Friday, 30 August 2013

Review: Chin Music #1 & 2 - Monsters, Mobsters, and Mystics

I have been following Tony Harris' Twitter feed with an incessant eagerness for weeks.

There was only one kind of post I cared about: Instagram links with the barebones Tweet "Tony Harris just posted a photo". That's it. Click the link, and voila! I'd get pages and panels and fragments of work that I didn't understand. I didn't actually know what I was looking at, I just knew that it was beautiful. And then I read something, somewhere, and it clicked. I tweeted at Harris on a hunch, "Really damn curious to know what these pages that keeps posting as he draws them. That's a comic I want to read. Chin music?". "Yes", was the response. Man of few words.
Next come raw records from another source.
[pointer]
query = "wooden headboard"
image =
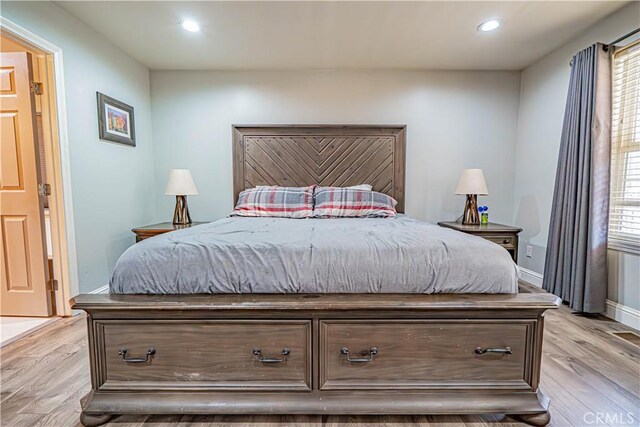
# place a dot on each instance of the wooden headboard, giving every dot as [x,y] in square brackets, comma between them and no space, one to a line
[327,155]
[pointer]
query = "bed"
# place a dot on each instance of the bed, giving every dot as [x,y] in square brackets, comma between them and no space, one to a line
[429,331]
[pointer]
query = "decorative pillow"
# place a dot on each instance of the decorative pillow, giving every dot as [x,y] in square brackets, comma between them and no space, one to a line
[336,202]
[271,201]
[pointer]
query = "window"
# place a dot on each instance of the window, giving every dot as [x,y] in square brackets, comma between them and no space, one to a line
[624,217]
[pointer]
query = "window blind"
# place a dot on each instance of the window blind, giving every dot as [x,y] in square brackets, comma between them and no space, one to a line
[624,217]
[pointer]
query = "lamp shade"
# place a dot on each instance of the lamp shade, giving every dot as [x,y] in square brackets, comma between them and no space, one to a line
[180,183]
[472,182]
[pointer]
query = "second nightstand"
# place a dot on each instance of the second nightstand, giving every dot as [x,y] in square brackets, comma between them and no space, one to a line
[161,228]
[504,235]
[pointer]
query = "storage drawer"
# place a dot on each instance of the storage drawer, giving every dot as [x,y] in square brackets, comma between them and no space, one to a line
[206,354]
[507,242]
[424,354]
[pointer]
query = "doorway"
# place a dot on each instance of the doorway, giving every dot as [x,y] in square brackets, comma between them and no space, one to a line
[37,267]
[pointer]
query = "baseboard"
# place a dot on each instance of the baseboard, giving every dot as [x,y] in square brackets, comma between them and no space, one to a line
[531,277]
[623,314]
[101,290]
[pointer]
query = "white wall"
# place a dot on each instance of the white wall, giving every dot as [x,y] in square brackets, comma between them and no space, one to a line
[455,120]
[542,101]
[112,184]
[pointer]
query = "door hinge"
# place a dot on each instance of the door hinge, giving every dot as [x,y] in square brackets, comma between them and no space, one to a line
[44,189]
[36,88]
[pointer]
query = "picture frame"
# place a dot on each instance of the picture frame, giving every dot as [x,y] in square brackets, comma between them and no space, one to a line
[116,121]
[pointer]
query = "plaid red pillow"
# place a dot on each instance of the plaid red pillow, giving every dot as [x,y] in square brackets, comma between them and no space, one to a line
[271,201]
[336,202]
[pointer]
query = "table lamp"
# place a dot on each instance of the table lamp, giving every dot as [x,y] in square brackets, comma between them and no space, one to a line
[471,184]
[181,185]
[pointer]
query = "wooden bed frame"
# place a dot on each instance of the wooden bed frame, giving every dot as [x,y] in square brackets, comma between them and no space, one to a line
[316,354]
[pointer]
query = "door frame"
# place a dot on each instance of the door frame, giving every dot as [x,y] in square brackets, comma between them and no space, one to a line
[63,239]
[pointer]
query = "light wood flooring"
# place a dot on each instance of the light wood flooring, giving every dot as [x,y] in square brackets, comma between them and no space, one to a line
[591,376]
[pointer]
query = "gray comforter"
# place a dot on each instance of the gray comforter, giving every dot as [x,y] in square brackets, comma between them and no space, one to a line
[278,255]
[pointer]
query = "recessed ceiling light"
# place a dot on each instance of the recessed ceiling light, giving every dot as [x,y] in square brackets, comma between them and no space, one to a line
[489,25]
[191,26]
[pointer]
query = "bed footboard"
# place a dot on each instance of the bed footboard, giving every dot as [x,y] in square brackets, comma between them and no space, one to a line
[315,354]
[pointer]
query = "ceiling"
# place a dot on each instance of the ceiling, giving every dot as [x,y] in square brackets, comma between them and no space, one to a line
[325,34]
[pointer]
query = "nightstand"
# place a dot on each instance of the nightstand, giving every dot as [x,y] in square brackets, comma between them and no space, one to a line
[504,235]
[161,228]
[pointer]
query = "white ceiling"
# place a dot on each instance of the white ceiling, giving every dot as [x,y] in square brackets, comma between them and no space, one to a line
[323,34]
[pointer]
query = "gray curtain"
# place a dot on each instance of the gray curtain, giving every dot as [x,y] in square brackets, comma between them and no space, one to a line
[576,258]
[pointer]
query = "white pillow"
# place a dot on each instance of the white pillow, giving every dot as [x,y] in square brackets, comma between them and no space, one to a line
[366,187]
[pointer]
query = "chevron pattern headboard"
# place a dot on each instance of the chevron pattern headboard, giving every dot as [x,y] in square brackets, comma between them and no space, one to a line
[327,155]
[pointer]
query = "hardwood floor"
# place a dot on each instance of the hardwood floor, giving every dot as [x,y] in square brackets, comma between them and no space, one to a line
[591,376]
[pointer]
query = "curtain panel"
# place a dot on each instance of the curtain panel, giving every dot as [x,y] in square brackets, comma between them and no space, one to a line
[576,258]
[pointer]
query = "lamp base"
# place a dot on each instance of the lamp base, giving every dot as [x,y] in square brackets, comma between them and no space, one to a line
[470,215]
[181,214]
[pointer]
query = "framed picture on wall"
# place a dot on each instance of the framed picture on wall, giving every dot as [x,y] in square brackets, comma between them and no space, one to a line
[115,121]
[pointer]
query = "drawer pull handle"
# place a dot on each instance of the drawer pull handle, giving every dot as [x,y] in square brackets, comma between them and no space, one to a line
[372,352]
[123,352]
[506,350]
[285,352]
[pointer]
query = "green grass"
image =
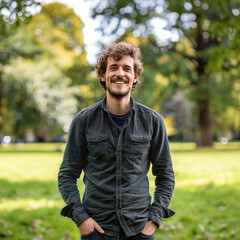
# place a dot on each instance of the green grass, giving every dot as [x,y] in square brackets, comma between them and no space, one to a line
[206,197]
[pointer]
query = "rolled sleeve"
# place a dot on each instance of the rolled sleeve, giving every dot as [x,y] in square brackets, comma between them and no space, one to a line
[70,170]
[163,170]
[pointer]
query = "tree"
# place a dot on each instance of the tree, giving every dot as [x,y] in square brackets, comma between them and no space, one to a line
[203,35]
[38,94]
[12,15]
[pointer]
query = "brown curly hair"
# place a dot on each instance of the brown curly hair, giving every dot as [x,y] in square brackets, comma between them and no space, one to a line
[117,51]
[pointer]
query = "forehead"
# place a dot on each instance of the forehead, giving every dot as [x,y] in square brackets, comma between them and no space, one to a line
[125,60]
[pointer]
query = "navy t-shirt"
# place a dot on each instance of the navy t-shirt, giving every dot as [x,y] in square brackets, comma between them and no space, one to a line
[119,120]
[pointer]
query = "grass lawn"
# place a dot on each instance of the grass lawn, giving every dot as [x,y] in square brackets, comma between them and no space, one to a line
[206,197]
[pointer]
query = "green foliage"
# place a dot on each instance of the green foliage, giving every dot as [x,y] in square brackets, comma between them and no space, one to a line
[38,93]
[206,196]
[45,76]
[14,12]
[201,47]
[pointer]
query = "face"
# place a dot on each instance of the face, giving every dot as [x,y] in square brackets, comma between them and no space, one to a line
[119,77]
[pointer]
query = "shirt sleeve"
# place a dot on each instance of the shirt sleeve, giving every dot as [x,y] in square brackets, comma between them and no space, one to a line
[163,170]
[70,170]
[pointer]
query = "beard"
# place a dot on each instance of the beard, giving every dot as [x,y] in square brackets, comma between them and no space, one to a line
[117,94]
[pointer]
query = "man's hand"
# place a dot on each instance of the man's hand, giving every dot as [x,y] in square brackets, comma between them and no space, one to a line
[88,226]
[149,228]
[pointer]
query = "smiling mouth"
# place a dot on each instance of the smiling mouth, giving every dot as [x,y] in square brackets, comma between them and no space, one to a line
[119,82]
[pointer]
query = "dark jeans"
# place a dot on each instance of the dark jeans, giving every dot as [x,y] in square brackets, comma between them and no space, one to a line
[95,235]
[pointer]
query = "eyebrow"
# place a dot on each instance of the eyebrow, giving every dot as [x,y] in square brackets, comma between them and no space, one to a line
[116,65]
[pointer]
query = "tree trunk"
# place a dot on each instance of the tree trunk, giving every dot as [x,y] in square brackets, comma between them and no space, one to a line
[1,107]
[205,131]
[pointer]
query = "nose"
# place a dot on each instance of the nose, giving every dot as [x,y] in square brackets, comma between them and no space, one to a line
[120,72]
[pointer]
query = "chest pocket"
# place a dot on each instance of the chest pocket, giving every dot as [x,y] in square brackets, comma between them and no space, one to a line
[139,145]
[97,146]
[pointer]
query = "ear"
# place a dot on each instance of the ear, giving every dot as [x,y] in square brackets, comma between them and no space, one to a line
[102,77]
[135,78]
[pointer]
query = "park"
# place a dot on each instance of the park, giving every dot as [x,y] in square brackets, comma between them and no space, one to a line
[191,59]
[206,197]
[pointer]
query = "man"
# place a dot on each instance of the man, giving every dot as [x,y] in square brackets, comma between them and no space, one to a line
[113,142]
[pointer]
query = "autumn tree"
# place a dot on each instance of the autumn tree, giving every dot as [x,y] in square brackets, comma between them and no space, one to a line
[13,13]
[204,35]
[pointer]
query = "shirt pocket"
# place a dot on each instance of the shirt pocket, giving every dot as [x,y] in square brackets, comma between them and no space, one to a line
[97,146]
[139,146]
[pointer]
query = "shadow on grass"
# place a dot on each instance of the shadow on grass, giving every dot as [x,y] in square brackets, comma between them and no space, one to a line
[203,212]
[37,224]
[28,189]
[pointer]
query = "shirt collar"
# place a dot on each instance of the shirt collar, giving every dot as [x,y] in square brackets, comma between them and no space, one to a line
[132,109]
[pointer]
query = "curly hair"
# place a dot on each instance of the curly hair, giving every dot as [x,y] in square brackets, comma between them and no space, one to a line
[117,51]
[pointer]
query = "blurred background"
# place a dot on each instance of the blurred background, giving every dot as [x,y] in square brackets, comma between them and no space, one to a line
[191,76]
[190,51]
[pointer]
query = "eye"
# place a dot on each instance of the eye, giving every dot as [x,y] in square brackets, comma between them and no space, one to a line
[127,69]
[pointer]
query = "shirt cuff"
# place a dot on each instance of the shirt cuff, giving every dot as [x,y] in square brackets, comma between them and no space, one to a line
[157,213]
[76,212]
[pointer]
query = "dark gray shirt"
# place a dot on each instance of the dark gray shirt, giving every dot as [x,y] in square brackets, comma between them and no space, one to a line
[115,169]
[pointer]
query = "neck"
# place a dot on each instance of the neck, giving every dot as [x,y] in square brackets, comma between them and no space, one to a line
[118,106]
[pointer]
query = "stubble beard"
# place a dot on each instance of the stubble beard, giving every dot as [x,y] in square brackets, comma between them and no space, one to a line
[116,94]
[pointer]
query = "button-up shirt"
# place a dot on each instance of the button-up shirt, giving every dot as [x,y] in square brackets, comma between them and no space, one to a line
[115,167]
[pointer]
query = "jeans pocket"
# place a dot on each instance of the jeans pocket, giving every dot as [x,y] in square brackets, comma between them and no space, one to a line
[89,236]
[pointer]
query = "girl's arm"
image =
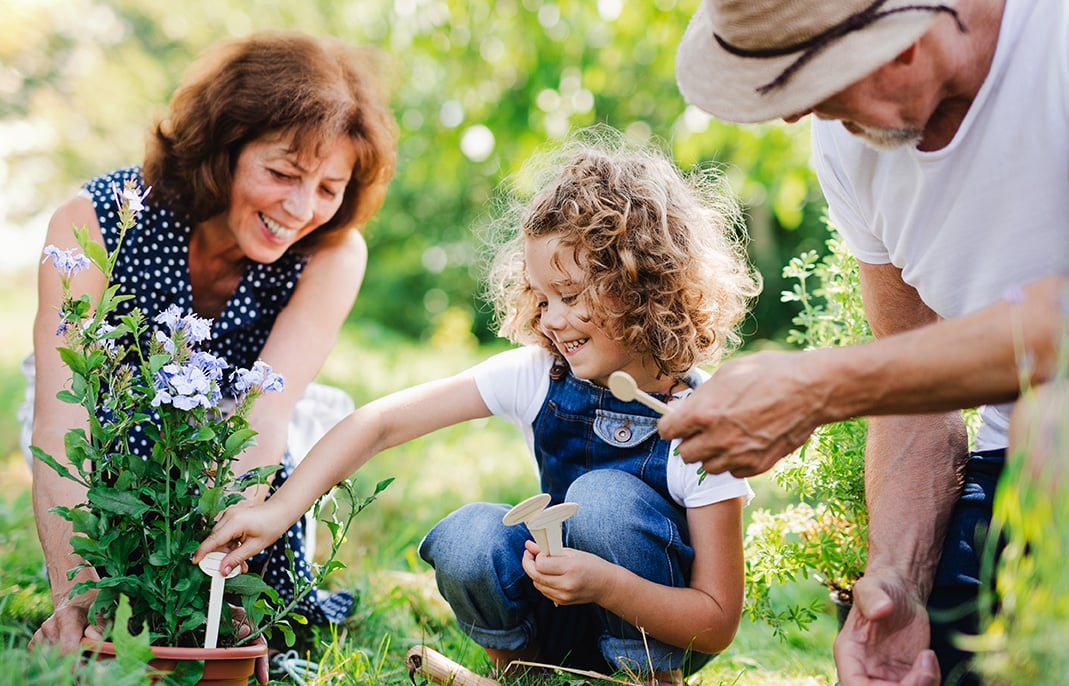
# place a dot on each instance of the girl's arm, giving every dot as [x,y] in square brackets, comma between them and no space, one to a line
[303,336]
[383,423]
[702,617]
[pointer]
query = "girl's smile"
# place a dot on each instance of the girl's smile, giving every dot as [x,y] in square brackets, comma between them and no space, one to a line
[557,281]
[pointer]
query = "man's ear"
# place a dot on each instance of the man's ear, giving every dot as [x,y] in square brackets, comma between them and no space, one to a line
[905,57]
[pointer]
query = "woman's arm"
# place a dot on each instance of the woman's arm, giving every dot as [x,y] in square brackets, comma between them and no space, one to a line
[303,336]
[702,617]
[383,423]
[51,420]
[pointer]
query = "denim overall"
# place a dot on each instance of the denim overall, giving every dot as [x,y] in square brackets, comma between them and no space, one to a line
[606,455]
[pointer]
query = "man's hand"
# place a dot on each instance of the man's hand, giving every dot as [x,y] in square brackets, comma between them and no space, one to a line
[65,628]
[753,411]
[886,635]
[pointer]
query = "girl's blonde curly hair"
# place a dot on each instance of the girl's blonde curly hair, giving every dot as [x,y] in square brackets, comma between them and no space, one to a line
[663,251]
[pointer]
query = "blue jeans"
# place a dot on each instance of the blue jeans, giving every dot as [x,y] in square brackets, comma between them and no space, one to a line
[953,606]
[478,566]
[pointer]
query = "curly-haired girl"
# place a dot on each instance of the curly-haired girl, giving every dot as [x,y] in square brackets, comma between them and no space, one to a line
[618,262]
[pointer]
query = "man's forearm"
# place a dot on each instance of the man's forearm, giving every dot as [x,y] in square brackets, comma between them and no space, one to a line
[913,470]
[955,363]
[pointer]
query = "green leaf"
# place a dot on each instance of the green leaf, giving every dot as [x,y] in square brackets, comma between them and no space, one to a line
[74,360]
[118,501]
[247,585]
[238,440]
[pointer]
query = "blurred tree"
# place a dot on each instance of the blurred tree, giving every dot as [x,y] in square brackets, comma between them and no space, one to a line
[478,87]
I shot an email off to the manager of my neighbourhood shop, who had the first two issues already in stock because he's amazing like that. I needed to read this comic. I'd fallen a little bit in love with Harris' pencils when I started Ex Machina, the series he did with Brian K. Vaughan. Superb work, with panel composition done through staged photographs that Harris used as reference material (as I write this blog he's posting photos of his studio, with shelves full of props and costumes...go figure). The result was an incredibly lifelike cast of characters. Chin Music (Image comics), Harris ongoing project with writer Steve Niles, is a distinctly different stylistic road.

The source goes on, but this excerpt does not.